Conservation through Science under God

Newspaper: Beavers as pests, 1916
Nov 24, 2020 08:40 ET

[Reprinted from original]

November 24, 2020 — The most important animal in North America in the 1700s was not the mighty grizzly bear, nor was it the stampeding buffalo. Instead, the most-important animal in colonial America was the lowly beaver.

Beaver pelts were profitably used to make felt hats in Europe. The pursuit of beaver furs led to a decimation of the beaver population in Dakota and elsewhere, bringing an end to the fur-trading era by the mid-1800s.

Laws of Dakota Territory in 1887 prohibited killing or trapping beavers because cattle ranchers wanted beavers to make dams on streams as convenient watering places for cattle, saving stockmen the expense of building dams.
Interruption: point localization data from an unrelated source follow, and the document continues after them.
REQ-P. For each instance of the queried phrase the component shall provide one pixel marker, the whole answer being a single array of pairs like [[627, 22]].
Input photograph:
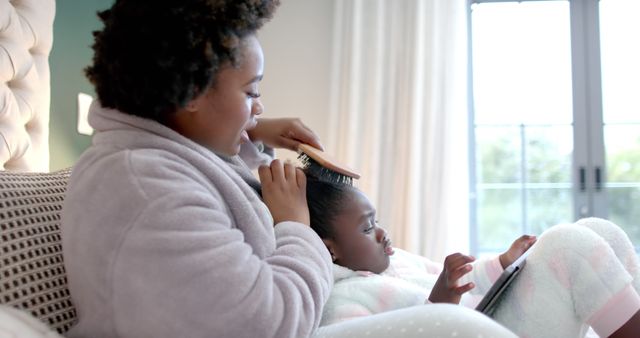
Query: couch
[[32, 275]]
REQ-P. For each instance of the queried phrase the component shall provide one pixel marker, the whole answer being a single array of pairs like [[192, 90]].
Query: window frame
[[588, 162]]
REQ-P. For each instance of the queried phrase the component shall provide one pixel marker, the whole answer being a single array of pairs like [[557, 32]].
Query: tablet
[[488, 302]]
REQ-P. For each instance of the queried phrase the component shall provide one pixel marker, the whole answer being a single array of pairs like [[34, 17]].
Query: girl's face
[[220, 117], [358, 242]]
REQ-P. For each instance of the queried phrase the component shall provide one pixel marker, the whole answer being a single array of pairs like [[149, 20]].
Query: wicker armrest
[[32, 275]]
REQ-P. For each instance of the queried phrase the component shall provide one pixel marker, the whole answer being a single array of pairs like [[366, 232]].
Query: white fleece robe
[[163, 238]]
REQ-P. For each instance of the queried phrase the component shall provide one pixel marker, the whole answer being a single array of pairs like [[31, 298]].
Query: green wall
[[74, 23]]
The protection continued after North Dakota became a state two years later. Violators of the state game laws were subject to a one-hundred-dollar fine and imprisonment.
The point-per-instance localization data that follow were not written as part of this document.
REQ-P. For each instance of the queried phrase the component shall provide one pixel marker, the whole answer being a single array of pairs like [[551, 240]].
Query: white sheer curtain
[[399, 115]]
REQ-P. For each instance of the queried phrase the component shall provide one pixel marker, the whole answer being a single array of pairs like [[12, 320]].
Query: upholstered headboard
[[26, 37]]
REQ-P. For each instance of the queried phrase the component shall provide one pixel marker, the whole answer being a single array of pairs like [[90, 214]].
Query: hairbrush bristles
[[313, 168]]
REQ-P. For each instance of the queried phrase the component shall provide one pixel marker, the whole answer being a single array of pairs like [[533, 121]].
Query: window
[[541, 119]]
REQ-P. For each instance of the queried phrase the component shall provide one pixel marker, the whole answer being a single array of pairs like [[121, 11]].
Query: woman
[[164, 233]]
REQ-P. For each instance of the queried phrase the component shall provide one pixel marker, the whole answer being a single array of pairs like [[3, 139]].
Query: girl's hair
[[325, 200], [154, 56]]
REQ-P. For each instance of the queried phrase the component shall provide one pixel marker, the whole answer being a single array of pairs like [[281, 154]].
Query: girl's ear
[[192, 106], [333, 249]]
Some trappers defied the law, but the beaver population along the state’s streams and rivers eventually recovered, with the busy beavers making dams.

Unfortunately, protection of beavers worked too well and beavers proliferated, becoming a serious “pest in the Missouri Valley.” It became a choice … having beavers or having trees along waterways. Farmers became furious when beavers chewed-down groves of trees and beaver-dams flooded fields in the bottomlands. They demanded that lawmakers change beaver protection laws. And stockmen found windmill pumps to be more reliable than beaver-ponds, especially considering that cattle would sometimes drown amid beaver-dam debris.
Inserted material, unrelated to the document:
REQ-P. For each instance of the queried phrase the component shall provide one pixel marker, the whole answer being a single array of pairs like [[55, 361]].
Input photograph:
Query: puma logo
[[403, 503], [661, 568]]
Accordingly, on this date in 1916, the Bismarck Tribune reported on efforts to control the beaver population. The state Game and Fish Commission hired professional trappers to eradicate these so-called “evil … varmints” along the Missouri Slope and allowed additional trappers to buy licenses to harvest beaver pelts.

And so, the story of beavers went full circle, from abundance to near-extinction, followed by a revival that threatened farming and ranching. Today, beaver remain fair game in North Dakota for properly licensed hunters and trappers.